There was a lake less than an hour from his house where a lot of fancy, expensive houses were being built. These were the kind of places Fred could never have afforded, but Fred worked in them because the contractors insisted he was the only one they trusted to do high-quality work.
I doubt there are many men in the entire country who know more about tile work than Fred. Does he hold a doctorate in tile? Do people call him Dr. Atkinson? No, of course not — because no university has bestowed that title on him.
No matter how great Tommy Jarrell was on the fiddle, no one ever printed out a music degree for the legend — not even posthumously.
Now I understand why a degree is important for a young person. He or she doesn’t have any experience to offer, so the piece of paper is the only way to show any knowledge of a subject.
Also, we want to train people in a way that doesn’t cause any harm. You can’t very well be a court lawyer by trial and error (pardon the pun). I certainly don’t want my appendix taken out by a kid who wants to become a doctor one day years down the road.
Still, there is something to be said for old-fashioned apprenticeships. When a child or young adult spends years learning a craft from a veteran, that experience is every bit as good as anything that comes out of a classroom.

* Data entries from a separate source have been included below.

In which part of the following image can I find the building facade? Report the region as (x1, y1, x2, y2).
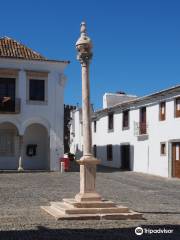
(70, 86, 180, 178)
(0, 37, 69, 170)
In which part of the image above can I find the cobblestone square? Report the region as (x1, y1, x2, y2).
(0, 165, 179, 239)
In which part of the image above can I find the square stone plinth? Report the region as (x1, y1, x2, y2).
(41, 198, 143, 220)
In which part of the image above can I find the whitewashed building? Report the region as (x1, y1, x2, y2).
(0, 37, 69, 170)
(70, 86, 180, 178)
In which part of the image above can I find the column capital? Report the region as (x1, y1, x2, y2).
(77, 52, 92, 65)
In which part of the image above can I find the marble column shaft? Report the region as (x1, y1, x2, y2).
(81, 62, 92, 156)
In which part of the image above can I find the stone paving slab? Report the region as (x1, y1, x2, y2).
(0, 165, 179, 239)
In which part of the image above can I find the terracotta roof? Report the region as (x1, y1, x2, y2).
(0, 37, 70, 63)
(0, 37, 46, 60)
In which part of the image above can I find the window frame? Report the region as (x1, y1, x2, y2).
(93, 121, 97, 133)
(108, 113, 114, 131)
(160, 142, 166, 156)
(159, 101, 166, 121)
(29, 79, 45, 102)
(139, 107, 147, 135)
(122, 110, 129, 130)
(26, 75, 48, 105)
(175, 97, 180, 118)
(93, 144, 97, 157)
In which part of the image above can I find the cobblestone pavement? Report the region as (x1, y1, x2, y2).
(0, 164, 180, 239)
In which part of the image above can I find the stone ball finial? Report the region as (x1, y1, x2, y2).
(80, 22, 86, 36)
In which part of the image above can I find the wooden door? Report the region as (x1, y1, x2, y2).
(172, 143, 180, 178)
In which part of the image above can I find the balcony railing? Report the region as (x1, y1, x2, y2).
(134, 122, 148, 136)
(0, 97, 21, 114)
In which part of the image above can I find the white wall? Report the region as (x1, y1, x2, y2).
(93, 94, 180, 177)
(23, 123, 49, 170)
(0, 58, 68, 170)
(70, 109, 83, 159)
(71, 91, 180, 178)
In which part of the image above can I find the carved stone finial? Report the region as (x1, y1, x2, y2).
(76, 21, 93, 64)
(80, 22, 86, 36)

I might even venture that it is better in some instances because hands-on learning puts theory into use and shows possible flaws in that theory.
College basketball coach Dean Smith used to say that the best thing about freshmen is that they become sophomores. He meant that incoming students were so inexperienced that they needed a year of hands-on training to be helpful to the team.
Nowadays, kids get more experience by playing both on a school team and on an AAU travel team. Freshmen arrive at college more prepared to play from Day One. Experience counts.
I’m not saying kids shouldn’t go to college. I certainly am supportive of my kid getting a degree, but I think the first two years of school didn’t do a thing to prepare anyone for a specialty. She has now changed majors, and I don’t think it has had any impact on her schooling because the first two years were so generic they really didn’t count toward any career.
And that really sort of makes my point, doesn’t it?